Seguiram-se outros papéis e a oportunidade de trabalhar com talentos que admirava. Claude Rains, que Gazzara vira em O Homem Invisível, O Fantasma da Ópera e Casablanca, foi o primeiro. Enquanto ganhava experiência, apercebia-se dos truques e exageros teatrais:

“Os jovens atores estão sempre ansiosos por mostrar dor, cólera, por gritar, berrar ou chorar. Às vezes, é mais difícil dizer, ‘bom dia’ com credibilidade. O que sempre me incomodara no pouco teatro profissional que vira, era aquilo a que chamam ‘projeção’. Muitas vezes, os atores pareciam levantar a voz e projetá-la por cima das cabeças uns dos outros.”

Numa destas peças, cruzou-se com um desconhecido, James Dean, “que não tinha falas, mas transmitia a rigidez do seu personagem. Jimmy estava mesmo a pensar, até num papel tão pequeno. Alguns atores têm olhos que, por si só, contam uma história”. Com esta peça, End as a Man, Gazzara, de apenas 23 anos, conquista o primeiro sucesso nos palcos de Nova Iorque.
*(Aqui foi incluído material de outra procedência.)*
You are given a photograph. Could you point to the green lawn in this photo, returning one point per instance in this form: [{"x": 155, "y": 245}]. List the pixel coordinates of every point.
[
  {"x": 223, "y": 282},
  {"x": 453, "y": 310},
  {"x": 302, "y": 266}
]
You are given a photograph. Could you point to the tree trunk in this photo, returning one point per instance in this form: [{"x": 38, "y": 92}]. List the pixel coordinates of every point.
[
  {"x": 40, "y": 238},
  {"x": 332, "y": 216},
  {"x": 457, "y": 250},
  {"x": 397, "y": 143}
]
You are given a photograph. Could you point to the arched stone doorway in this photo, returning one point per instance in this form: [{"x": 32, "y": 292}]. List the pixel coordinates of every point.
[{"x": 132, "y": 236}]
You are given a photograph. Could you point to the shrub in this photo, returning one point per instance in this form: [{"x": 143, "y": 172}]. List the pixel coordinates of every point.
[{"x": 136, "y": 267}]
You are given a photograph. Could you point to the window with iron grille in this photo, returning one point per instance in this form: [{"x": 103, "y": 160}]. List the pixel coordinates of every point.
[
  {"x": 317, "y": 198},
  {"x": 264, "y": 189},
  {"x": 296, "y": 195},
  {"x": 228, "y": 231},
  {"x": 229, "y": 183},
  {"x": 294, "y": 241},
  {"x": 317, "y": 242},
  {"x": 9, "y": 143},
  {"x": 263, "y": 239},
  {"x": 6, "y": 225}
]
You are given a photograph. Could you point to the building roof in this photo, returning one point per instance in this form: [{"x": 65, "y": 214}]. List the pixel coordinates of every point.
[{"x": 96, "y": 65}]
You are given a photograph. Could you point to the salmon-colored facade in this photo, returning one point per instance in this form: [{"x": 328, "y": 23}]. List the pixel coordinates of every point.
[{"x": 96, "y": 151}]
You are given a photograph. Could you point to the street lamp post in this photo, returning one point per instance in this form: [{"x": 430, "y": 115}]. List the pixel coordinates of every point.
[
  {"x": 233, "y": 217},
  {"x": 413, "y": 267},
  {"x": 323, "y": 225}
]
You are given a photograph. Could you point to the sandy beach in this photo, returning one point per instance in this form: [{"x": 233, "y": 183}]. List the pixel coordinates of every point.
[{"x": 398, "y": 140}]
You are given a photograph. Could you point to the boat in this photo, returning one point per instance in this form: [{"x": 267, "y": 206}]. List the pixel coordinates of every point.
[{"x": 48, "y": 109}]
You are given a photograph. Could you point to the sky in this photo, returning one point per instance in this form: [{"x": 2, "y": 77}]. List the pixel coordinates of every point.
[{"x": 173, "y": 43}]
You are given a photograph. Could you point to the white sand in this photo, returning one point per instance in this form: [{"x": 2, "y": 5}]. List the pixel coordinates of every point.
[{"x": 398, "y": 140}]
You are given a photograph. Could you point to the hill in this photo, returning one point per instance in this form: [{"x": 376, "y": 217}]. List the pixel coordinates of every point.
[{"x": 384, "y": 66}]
Na derradeira apresentação, recebe a visita do seu primeiro professor, que, de lágrimas nos olhos, confessa orgulho. “Nenhuma crítica alguma vez significou tanto como aquelas palavras.”

Ben Gazzara é contratado para representar ‘Brick’ em Cat on a Hot Tin Roof (Gata em Telhado de Zinco Quente) a peça de Tennessee Williams encenada por Elia Kazan, que entretanto tivera graves problemas com a Caça às Bruxas que varreu Hollywood. No primeiro dia, chegou atrasado, pois nem conseguia acreditar na oportunidade de contracenar com Barbara Bel Geddes, Burl Ives e Pat Hingle numa obra de semelhante notoriedade. Esqueceu-se de sair na paragem certa do Metro.
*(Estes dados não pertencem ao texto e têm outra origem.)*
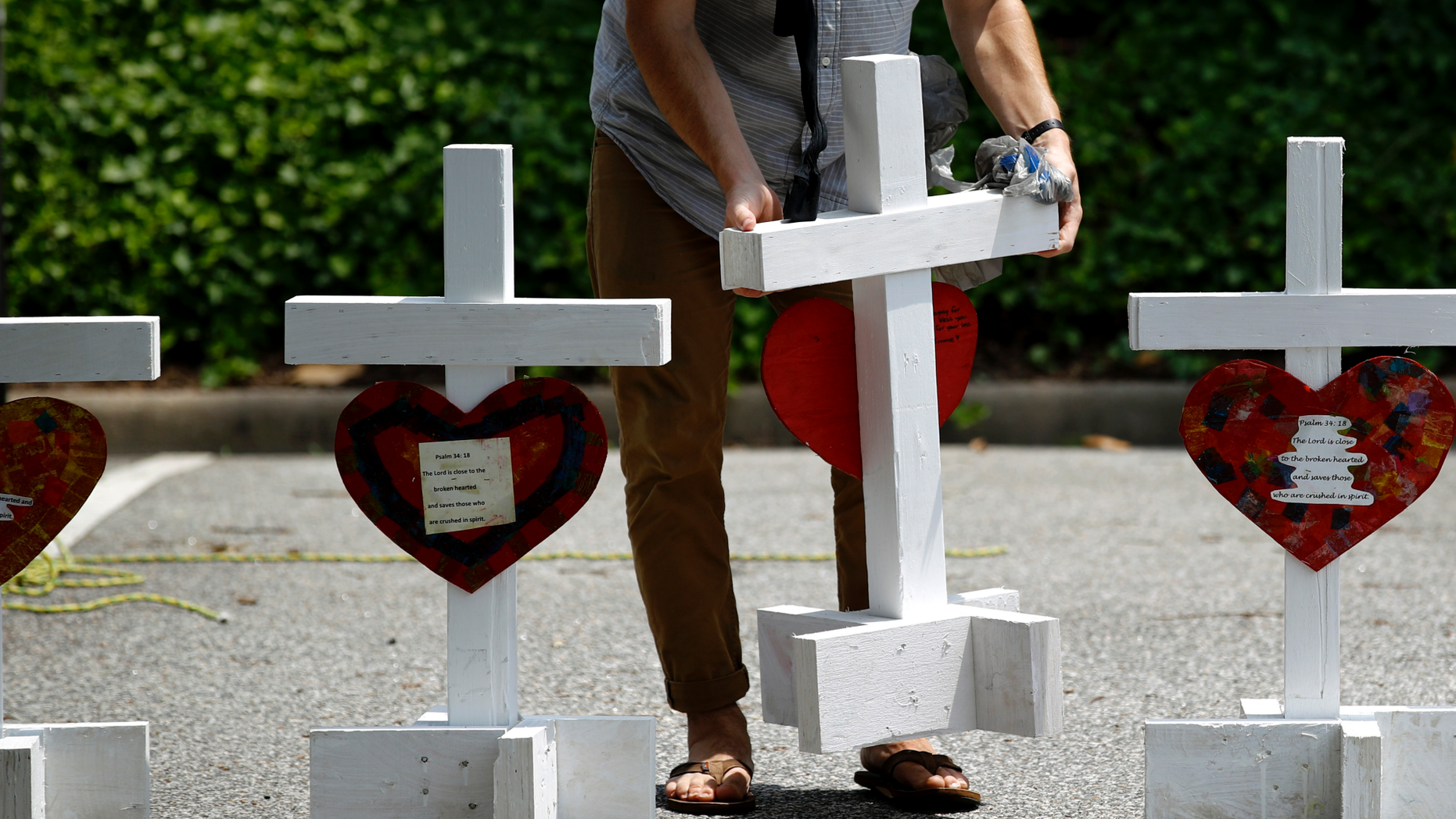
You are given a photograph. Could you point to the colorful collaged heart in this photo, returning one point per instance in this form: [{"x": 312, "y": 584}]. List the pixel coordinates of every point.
[
  {"x": 469, "y": 493},
  {"x": 809, "y": 370},
  {"x": 52, "y": 456},
  {"x": 1319, "y": 470}
]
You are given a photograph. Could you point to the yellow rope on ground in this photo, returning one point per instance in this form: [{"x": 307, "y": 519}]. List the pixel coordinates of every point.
[{"x": 44, "y": 574}]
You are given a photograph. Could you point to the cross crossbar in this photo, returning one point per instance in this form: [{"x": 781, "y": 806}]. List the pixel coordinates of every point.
[
  {"x": 1280, "y": 320},
  {"x": 410, "y": 329},
  {"x": 846, "y": 245},
  {"x": 84, "y": 348}
]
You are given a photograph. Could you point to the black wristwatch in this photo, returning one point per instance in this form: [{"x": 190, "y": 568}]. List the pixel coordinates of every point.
[{"x": 1038, "y": 130}]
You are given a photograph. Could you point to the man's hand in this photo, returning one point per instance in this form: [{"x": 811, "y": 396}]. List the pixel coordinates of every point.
[
  {"x": 1059, "y": 153},
  {"x": 998, "y": 47},
  {"x": 748, "y": 204}
]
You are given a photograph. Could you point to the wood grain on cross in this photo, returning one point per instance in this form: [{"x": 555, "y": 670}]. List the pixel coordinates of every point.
[
  {"x": 1311, "y": 322},
  {"x": 76, "y": 768},
  {"x": 479, "y": 331},
  {"x": 478, "y": 756},
  {"x": 916, "y": 662}
]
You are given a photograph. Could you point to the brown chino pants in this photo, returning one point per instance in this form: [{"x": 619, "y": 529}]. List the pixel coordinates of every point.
[{"x": 672, "y": 424}]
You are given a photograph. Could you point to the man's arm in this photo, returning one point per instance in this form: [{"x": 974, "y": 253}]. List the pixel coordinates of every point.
[
  {"x": 686, "y": 88},
  {"x": 999, "y": 52}
]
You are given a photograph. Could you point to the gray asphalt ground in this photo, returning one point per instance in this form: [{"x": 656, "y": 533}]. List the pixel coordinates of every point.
[{"x": 1170, "y": 604}]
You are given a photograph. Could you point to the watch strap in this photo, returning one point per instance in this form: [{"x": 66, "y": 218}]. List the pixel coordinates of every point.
[{"x": 1042, "y": 128}]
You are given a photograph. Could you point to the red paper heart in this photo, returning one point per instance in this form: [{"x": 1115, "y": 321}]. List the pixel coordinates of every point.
[
  {"x": 52, "y": 456},
  {"x": 557, "y": 444},
  {"x": 809, "y": 370},
  {"x": 1241, "y": 418}
]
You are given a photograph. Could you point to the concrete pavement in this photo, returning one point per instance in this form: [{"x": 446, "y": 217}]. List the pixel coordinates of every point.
[{"x": 1170, "y": 604}]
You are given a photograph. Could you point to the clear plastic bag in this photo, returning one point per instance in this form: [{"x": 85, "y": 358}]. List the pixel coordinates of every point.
[{"x": 1031, "y": 175}]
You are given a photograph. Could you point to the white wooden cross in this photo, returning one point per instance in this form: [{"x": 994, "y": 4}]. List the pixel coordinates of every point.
[
  {"x": 77, "y": 768},
  {"x": 442, "y": 767},
  {"x": 1312, "y": 754},
  {"x": 916, "y": 662}
]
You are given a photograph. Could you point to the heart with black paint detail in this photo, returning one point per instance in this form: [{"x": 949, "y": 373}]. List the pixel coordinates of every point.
[
  {"x": 469, "y": 493},
  {"x": 810, "y": 377},
  {"x": 52, "y": 456},
  {"x": 1319, "y": 470}
]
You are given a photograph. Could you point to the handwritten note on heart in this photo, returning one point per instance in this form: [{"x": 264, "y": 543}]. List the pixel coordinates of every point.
[
  {"x": 52, "y": 456},
  {"x": 809, "y": 370},
  {"x": 469, "y": 493},
  {"x": 1319, "y": 470}
]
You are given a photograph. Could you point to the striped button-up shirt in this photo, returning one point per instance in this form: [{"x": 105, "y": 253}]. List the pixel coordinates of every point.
[{"x": 762, "y": 76}]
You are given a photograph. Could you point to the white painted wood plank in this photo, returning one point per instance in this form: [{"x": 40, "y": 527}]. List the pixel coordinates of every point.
[
  {"x": 523, "y": 332},
  {"x": 961, "y": 670},
  {"x": 22, "y": 778},
  {"x": 883, "y": 682},
  {"x": 481, "y": 640},
  {"x": 884, "y": 157},
  {"x": 1243, "y": 768},
  {"x": 1276, "y": 320},
  {"x": 1361, "y": 770},
  {"x": 1017, "y": 672},
  {"x": 1417, "y": 761},
  {"x": 900, "y": 441},
  {"x": 123, "y": 485},
  {"x": 1312, "y": 268},
  {"x": 436, "y": 716},
  {"x": 998, "y": 598},
  {"x": 94, "y": 770},
  {"x": 84, "y": 348},
  {"x": 1311, "y": 640},
  {"x": 1314, "y": 173},
  {"x": 479, "y": 224},
  {"x": 526, "y": 771},
  {"x": 402, "y": 773},
  {"x": 1261, "y": 709},
  {"x": 848, "y": 245},
  {"x": 608, "y": 767},
  {"x": 481, "y": 636},
  {"x": 780, "y": 624}
]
Com a aprovação de Kazan, Ben faz várias alterações ao personagem. A peça foi uma sensação. Na plateia, estavam Marilyn Monroe, William Faulkner, Carson McCullers e John Steinbeck. Gazzara sentiu-se “deslocado” quando Kazan o convidou para se sentar à mesa deles. “Foram agradáveis e elogiosos acerca do meu trabalho. Falavam sobre caça, pesca e bons restaurantes, nem uma palavra sobre literatura.” Quando a peça estreou em Nova Iorque foi um enorme sucesso.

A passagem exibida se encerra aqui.